Agrobank to carve its niche
Agrobank is in the midst of integrating sustainable finance throughout its existing program offerings and supporting clients’ efforts to obtain certifications in sustainability.
It is encouraging the adoption of sustainable practices throughout the agricultural value chain through sustainability-linked programmes and products.
Within its own operations, Agrobank will continue to promote environment-friendly, more specifically, energy efficient practices, to inculcate a sustainability mindset among its employees.
“The role of the bank is to help accelerate Malaysia’s ESG and climate change agenda, in line with our development mandate to promote sound agricultural development and uplift the well-being of the agricultural community,’’ said Agrobank president and CEO Tengku Datuk Ahmad Badli Shah Raja Hussin.
Among the challenges is the issue of costs; sustainable solutions for the agriculture sector are costly as some of them involve new technologies that are not commercialized yet.
Unlike large corporations, small and medium scale as well as micro enterprises, or even entrepreneurs, struggle to implement these sustainable solutions due to lack of motivation or incentives.
“That said, we see great potential in the agriculture sector and we aspire to enhance our product offerings to support our agricultural communities in their sustainability journey,’’ said Ahmad Badli Shah.

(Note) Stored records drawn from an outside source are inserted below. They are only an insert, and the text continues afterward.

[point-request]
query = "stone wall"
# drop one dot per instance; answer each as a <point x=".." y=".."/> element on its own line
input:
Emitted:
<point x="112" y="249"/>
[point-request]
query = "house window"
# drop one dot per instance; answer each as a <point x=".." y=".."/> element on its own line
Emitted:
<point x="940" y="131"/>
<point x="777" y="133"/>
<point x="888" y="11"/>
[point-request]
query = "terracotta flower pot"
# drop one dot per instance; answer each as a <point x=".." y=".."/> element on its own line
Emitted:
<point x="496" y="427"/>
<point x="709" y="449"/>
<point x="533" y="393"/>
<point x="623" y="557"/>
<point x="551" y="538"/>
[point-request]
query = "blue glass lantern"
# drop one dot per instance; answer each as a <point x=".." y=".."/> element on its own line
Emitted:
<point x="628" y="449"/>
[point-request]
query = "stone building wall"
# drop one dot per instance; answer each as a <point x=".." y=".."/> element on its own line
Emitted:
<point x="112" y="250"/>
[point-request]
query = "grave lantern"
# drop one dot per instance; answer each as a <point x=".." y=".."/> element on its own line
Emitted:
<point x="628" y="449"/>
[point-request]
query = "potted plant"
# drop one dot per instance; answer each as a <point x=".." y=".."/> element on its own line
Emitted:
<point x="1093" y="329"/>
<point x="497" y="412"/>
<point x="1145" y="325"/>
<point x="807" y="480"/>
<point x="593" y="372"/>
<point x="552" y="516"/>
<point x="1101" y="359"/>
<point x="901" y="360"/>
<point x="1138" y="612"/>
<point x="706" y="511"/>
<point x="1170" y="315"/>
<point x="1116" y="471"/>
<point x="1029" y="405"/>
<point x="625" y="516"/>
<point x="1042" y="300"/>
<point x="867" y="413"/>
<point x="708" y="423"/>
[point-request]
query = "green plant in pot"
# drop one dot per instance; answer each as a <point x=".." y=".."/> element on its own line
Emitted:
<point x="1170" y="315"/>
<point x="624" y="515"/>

Persuading clients to come onboard the sustainability journey is another challenge.
Many clients, especially smallholders, still see sustainability and profitability as competing goals, especially when it comes to agricultural practices.
This is where they must decide between sustainable and conventional farming.
Agrobank strives to provide more insights on the benefits of joining the sustainability journey.
Besides incorporating sustainability into its corporate strategy, Agrobank has included sustainability targets in its internal operations and for its customers.
“We envisage our sustainability strategy will allow us to continue to carve our niche in the agriculture industry through our continuous efforts to support customers especially those who are keen to come onboard the sustainability journey,’’ added Ahmad Badli Shah.
Rise of ESG, SRI & Islamic finance
Amidst these rapid developments in ESG and sustainability, Malaysia has maintained its number one position in the Islamic Finance Development Indicator for the second straight year.
Malaysia leads in the SRI sukuk issuance among the Asean6 countries, accounting for US$3.9bil of issuance value or 56% of the total Asean SRI Sukuk issuance, as of November 2021.
Between 2016 and 2020, the Asean6 markets saw significant increase, at a compound annual growth rate (CAGR) of 198%, in the issuance of sustainable bonds and sukuk for financing growth.
These were aligned with ESG principles, with an issuance value at about US$29.8bil, as of November 2021.
The issuance of sustainability-themed shariah-compliant sukuk had grown at a CAGR of 278%, and reached about US$7bil in November 2021.
As part of the innovation journey, the first US dollar sovereign sustainability Sukuk was issued by the Government of Malaysia in April 2021, aligned with the Asean Sustainability Bond Standards.
Companies in Malaysia have easy access to sustainable financing; more than 90% of FIs have at least one sustainable financing product offering, as stipulated in the Joint Committee on Climate Change (JC3) Report on the Sustainable Finance Landscape in Malaysia.
The sustainability journey ahead is expected to be filled with milestones in innovative financing, further cementing Malaysia’s position among the top in the region.